But the Judiciary Committee chairman is willing to wait two more years, when he hopes Sen. Barack Obama (D-Ill.) will be in the White House.
In every Congress since 1989, Conyers has introduced the controversial measure that falls under the sole jurisdiction of the Judiciary panel. But the legislation was dormant in the Republican-led House and failed to move through committee when then-Rep. Jack Brooks (D-Texas) headed the Judiciary Committee before the GOP revolution of 1994.
Despite having finally arrived at the head of the powerful committee, the 77-year-old Conyers is prepared to wait yet longer and is biding his time.
Conyers noted that his bill calls for the president to appoint three members to a seven-member commission to analyze the effects of slavery. The House Speaker would make three appointments, while the president pro tempore of the Senate would tap one member.
Even if he had the votes to make his bill law - a big if - Conyers does not want President Bush's appointees to have a role on such a panel.
The Michigan lawmaker, who has strongly backed Obama for president, said he has not called on the senator to endorse his measure. "I don't want to put him on the spot," Conyers told The Hill.
Obama's campaign did not respond to requests for information about the senator's position on the bill, H.R. 40. Yet Obama's stance could be extremely important as he and Sen. Hillary Rodham Clinton (D-N.Y.) vigorously court the black vote and wrap themselves in the mantle of the civil rights movement.
Both front-runners visited Selma, Ala., this month to commemorate the sacrifices of black demonstrators who were assaulted crossing the Edmund Pettus Bridge in 1965.
The Clinton campaign also did not comment on the Conyers bill.
New Mexico Gov. Bill Richardson (D), another 2008 White House hopeful, supports the Conyers measure and a formal apology for slavery. In a statement, Richardson said, "Slavery is one of the most tragic periods of our great nation, and we continue to struggle with the legacy of slavery."
Conyers's measure recently attracted the cosponsorship of civil rights leader Rep. John Lewis (D-Ga.).
Lewis said he believes the federal government should follow Virginia's recent lead and apologize for slavery, though he opposes reparations.
The Bush administration indicated opposition to Conyers's bill in 2001, when then-National Security Adviser Condoleezza Rice said living African-Americans should not be paid for the wrongs of slavery.

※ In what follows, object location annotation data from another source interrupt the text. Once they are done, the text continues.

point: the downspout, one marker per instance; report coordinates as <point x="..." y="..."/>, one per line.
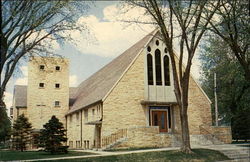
<point x="81" y="128"/>
<point x="66" y="128"/>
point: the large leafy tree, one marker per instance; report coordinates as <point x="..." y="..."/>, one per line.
<point x="53" y="135"/>
<point x="5" y="126"/>
<point x="232" y="25"/>
<point x="27" y="27"/>
<point x="21" y="133"/>
<point x="191" y="18"/>
<point x="232" y="88"/>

Conyers countered that reparations should not be dismissed prematurely, pointing out that trust funds have been established for Holocaust survivors, World War II-era internment victims and Native Americans.

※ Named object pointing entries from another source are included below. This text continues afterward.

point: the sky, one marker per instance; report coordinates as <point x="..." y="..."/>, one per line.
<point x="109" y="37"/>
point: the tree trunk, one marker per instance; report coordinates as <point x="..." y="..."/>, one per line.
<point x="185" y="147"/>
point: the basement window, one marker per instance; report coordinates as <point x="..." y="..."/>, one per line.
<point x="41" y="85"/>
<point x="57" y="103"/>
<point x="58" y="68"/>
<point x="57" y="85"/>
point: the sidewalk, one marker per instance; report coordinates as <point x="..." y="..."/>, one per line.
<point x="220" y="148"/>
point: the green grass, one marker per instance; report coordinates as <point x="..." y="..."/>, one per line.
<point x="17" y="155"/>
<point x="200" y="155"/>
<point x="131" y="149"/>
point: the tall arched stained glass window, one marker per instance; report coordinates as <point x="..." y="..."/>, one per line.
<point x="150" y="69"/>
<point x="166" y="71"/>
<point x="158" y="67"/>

The bill instructs the commission to review whether "any form of compensation to the descendants of African slaves is warranted." The legislation adds that if the commission approves such compensation, it should determine who should be eligible for the reparations. The commission would be appropriated $8 million.
Most of the cosponsors of the measure are black, including Reps. Charles Rangel (D-N.Y.), Bobby Rush (D-Ill.), Carolyn Kilpatrick (D-Mich.), and Del. Eleanor Holmes Norton (D-D.C.). White members who back it include Reps. Jerrold Nadler (D-N.Y.) and John Olver (D-Mass.).

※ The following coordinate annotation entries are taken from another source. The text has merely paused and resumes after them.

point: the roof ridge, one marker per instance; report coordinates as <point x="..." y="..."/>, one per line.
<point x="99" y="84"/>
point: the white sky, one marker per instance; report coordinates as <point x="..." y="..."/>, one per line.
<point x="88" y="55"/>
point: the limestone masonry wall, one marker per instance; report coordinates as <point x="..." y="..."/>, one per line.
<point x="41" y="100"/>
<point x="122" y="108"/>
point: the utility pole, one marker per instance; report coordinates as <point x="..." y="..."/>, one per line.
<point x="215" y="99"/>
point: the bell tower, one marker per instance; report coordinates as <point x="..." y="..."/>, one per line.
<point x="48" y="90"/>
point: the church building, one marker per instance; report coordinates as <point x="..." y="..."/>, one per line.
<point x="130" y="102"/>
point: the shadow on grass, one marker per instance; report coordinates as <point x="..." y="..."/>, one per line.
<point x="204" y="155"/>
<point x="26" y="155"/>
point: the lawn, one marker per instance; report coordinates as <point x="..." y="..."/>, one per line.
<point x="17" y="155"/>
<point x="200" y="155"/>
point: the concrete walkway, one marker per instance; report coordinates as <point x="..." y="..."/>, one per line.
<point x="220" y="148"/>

Senior leadership lawmakers, including Speaker Nancy Pelosi (D-Calif.), Majority Leader Steny Hoyer (D-Md.), and Majority Whip James Clyburn (D-S.C.), have never cosponsored H.R. 40.
Freshman Rep. Steve Cohen (D-Tenn.), a white member who replaced Rep. Harold Ford (D), recently introduced a bill that calls on the U.S. to apologize for slavery. The measure has 36 cosponsors, including Conyers.
Cohen said he was aware that Conyers wants to wait on H.R. 40, but expressed optimism that the 110th Congress would move forward on his measure.
The number of the Conyers bill, H.R. 40, was chosen by Conyers as a symbol of the 40 acres and a mule that the U.S. initially promised freed slaves. Conyers said the Judiciary Committee will likely hold a hearing on H.R. 40 this fall.
Rep. Dennis Kucinich (D-Ohio) formally backs the Cohen bill, but is not a cosponsor of the Conyers measure. The presidential campaigns of Sens. Chris Dodd (D-Conn.) and Joseph Biden (D-Del.) and former Sens. John Edwards (D-N.C.) and Mike Gravel (D-Alaska) did not comment for this article.